Normand Roget at work |
The original music and sound design are by Normand Roger, Pierre Yves Drapeau, Denis Chartrand. Yamamura talked a bit about the impressive career of Norman Roger - who has done the soundtracks to more than a hundred films by top animators from around the world. Yamamura mentioned in particular Roger’s collaborations with Frédéric Back such as Crac! (1981) and The Man Who Planted Trees (1988). Yamamura was careful to point out that although the two men have collaborated together that Back was not an NFB employee. Learn more about this collaboration at filmjourney and Back's official website.
Yamamura getting the NFB studio experience |
I tried to get a couple of screencaps of a wonderful illustration of how a sequence of music borrowed from Bach should go together with the animation.
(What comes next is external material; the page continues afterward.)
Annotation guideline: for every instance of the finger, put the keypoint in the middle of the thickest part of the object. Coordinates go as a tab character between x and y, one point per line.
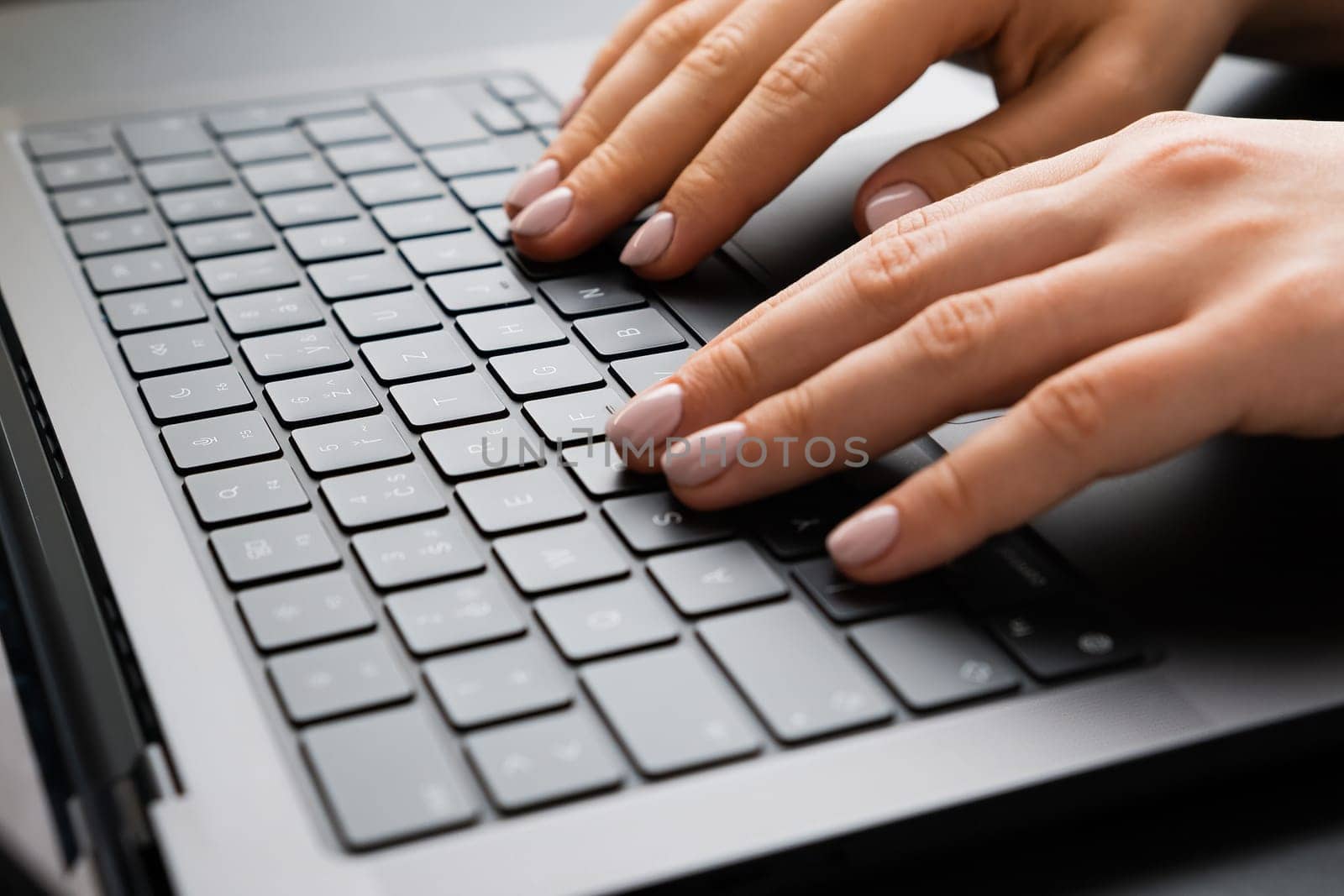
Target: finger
1121	410
660	136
The image was too shaky to get a good shot of it, so I do hope that it appears in the Making Of footage / DVD extras when the time comes – it was a piece of art in itself.
Shiota, Yamamura, and Hiruma then moved into a discussion about the Muybridge’s Strings Road Show, which opens on September 17th and runs until October 7th at the at the Tokyo Metropolitan Museum of Photography in Ebisu. They went through Program B discussing the films by Norman McLaren, Jacques Drouin, Ishu Patel, Georges Schwitzgebel, Amanda Forbis and Wendy Tilby that will be running alongside Yamamura’s work.
Admiring Norman McLaren's handiwork |
Before I had to race out the door to pick up my kids, I managed to catch a some the clips of McLaren’s Canon (1964), Drouin’s Mindscape and Patel’s Afterlife (1978) - not a part of the program but they indulged in a clip anyways - and The Bead Game (1977). Yamamura had brought along some wonderful items from his personal collection including a present of 5 pins from Drouin who is famed for his use of the pinscreen technique.
5 Pins for Koji from Jacques Drouin |
He also told an anecdote about meeting Ishu Patel for the first time when he was a very young man. I thought I heard him say that it was at the Hiroshima International Animation Festival, and when I looked it up I found that Patel had indeed been on the International Jury of the first ever animation festival in Hiroshima in 1985 when Yamamura would have been a university student.
First meeting with Patel - look how young Yamamura is!! |
Can’t wait for Muybridge’s Strings to make it to Europe!